Op 11 december 2023 heeft de Rechtbank Zeeland-West-Brabant in Middelburg uitspraak gedaan in de zaken met parketnummers 23-014117 en 23-014118. De rechtbank heeft de verzoeken tot schadevergoeding op grond van artikel 530 en 533 van het Wetboek van Strafvordering (Sv) beoordeeld. De verzoeker, geboren in 2001, had verzocht om een schadevergoeding van € 130,00 voor de schade door ondergane inverzekeringstelling en een bedrag van € 340,00 of € 680,00 voor de kosten van het opstellen en indienen van de verzoekschriften. De rechtbank heeft vastgesteld dat de verzoeker niet bij de behandeling in raadkamer aanwezig was, maar dat de officier van justitie en de gemachtigd raadsman wel gehoord zijn.
De rechtbank overweegt dat de zaak is geëindigd zonder oplegging van straf of maatregel, en dat de rechtbank bevoegd is om het verzoek in behandeling te nemen.
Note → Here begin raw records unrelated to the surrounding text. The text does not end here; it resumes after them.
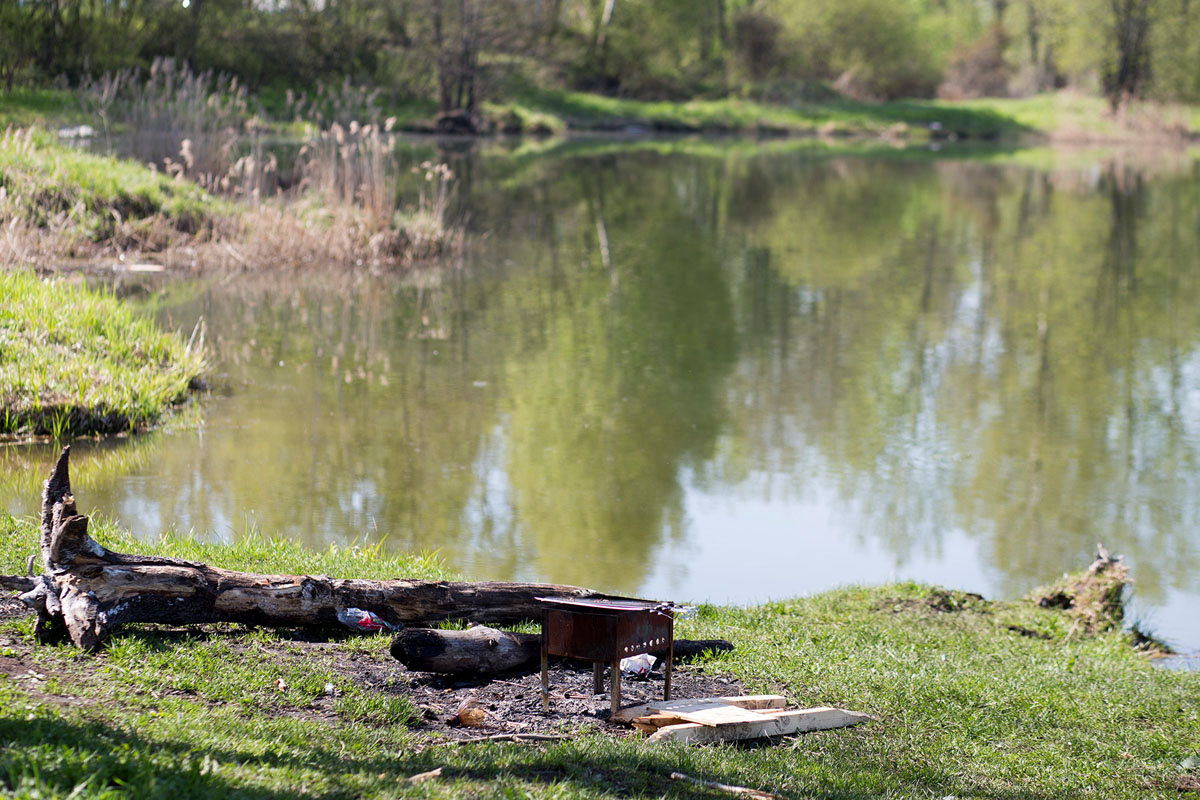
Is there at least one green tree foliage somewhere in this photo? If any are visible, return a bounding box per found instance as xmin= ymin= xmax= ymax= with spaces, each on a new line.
xmin=0 ymin=0 xmax=1200 ymax=113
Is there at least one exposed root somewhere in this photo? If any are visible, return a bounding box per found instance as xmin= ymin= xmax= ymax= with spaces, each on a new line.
xmin=1031 ymin=545 xmax=1132 ymax=636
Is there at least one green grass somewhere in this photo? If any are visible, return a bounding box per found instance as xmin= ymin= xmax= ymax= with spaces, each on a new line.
xmin=496 ymin=89 xmax=1200 ymax=142
xmin=0 ymin=128 xmax=226 ymax=246
xmin=511 ymin=90 xmax=1033 ymax=139
xmin=0 ymin=510 xmax=1200 ymax=799
xmin=0 ymin=271 xmax=204 ymax=438
xmin=0 ymin=89 xmax=91 ymax=131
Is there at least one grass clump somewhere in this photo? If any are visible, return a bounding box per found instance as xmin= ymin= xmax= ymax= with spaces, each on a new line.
xmin=0 ymin=272 xmax=204 ymax=438
xmin=0 ymin=128 xmax=220 ymax=254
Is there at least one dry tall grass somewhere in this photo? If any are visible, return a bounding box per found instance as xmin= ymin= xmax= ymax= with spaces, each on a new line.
xmin=7 ymin=65 xmax=462 ymax=269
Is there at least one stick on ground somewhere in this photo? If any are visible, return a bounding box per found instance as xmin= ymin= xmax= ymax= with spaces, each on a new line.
xmin=671 ymin=772 xmax=784 ymax=800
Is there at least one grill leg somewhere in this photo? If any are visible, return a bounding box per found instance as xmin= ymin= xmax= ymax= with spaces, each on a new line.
xmin=541 ymin=613 xmax=550 ymax=711
xmin=611 ymin=658 xmax=620 ymax=714
xmin=662 ymin=612 xmax=674 ymax=700
xmin=662 ymin=637 xmax=674 ymax=700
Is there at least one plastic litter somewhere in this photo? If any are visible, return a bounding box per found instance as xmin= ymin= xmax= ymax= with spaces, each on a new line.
xmin=620 ymin=652 xmax=658 ymax=678
xmin=337 ymin=608 xmax=396 ymax=633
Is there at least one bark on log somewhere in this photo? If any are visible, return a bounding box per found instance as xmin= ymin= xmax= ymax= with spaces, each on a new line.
xmin=391 ymin=625 xmax=733 ymax=676
xmin=0 ymin=447 xmax=628 ymax=650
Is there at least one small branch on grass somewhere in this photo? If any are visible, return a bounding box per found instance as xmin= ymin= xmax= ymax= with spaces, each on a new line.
xmin=671 ymin=772 xmax=784 ymax=800
xmin=434 ymin=733 xmax=571 ymax=747
xmin=404 ymin=766 xmax=442 ymax=783
xmin=0 ymin=575 xmax=37 ymax=593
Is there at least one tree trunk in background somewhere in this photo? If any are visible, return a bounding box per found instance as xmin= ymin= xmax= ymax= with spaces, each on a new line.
xmin=1104 ymin=0 xmax=1150 ymax=110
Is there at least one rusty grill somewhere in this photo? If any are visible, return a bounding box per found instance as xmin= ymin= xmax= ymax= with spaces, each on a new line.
xmin=538 ymin=597 xmax=674 ymax=712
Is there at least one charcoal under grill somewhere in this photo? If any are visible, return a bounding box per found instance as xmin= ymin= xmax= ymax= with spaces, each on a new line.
xmin=538 ymin=597 xmax=674 ymax=712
Op basis van artikel 533 Sv kan aan een verdachte die niet wordt veroordeeld of wiens zaak is geseponeerd, een schadevergoeding worden toegekend voor de schade die hij heeft geleden door ondergane verzekering of voorlopige hechtenis. De rechtbank heeft de gevraagde vergoeding van € 130,00 voor de inverzekeringstelling toegewezen, conform de LOVS-uitgangspunten, en ook het bedrag van € 680,00 voor de kosten van de indiening en behandeling van het verzoekschrift.
De totale schadevergoeding bedraagt dus € 810,00, welke zal worden overgemaakt op de rekening van de advocaat van de verzoeker. Tegen deze beslissing kan binnen veertien dagen door het Openbaar Ministerie en binnen een maand door de verzoeker hoger beroep worden ingesteld bij het Gerechtshof te ‘s-Hertogenbosch.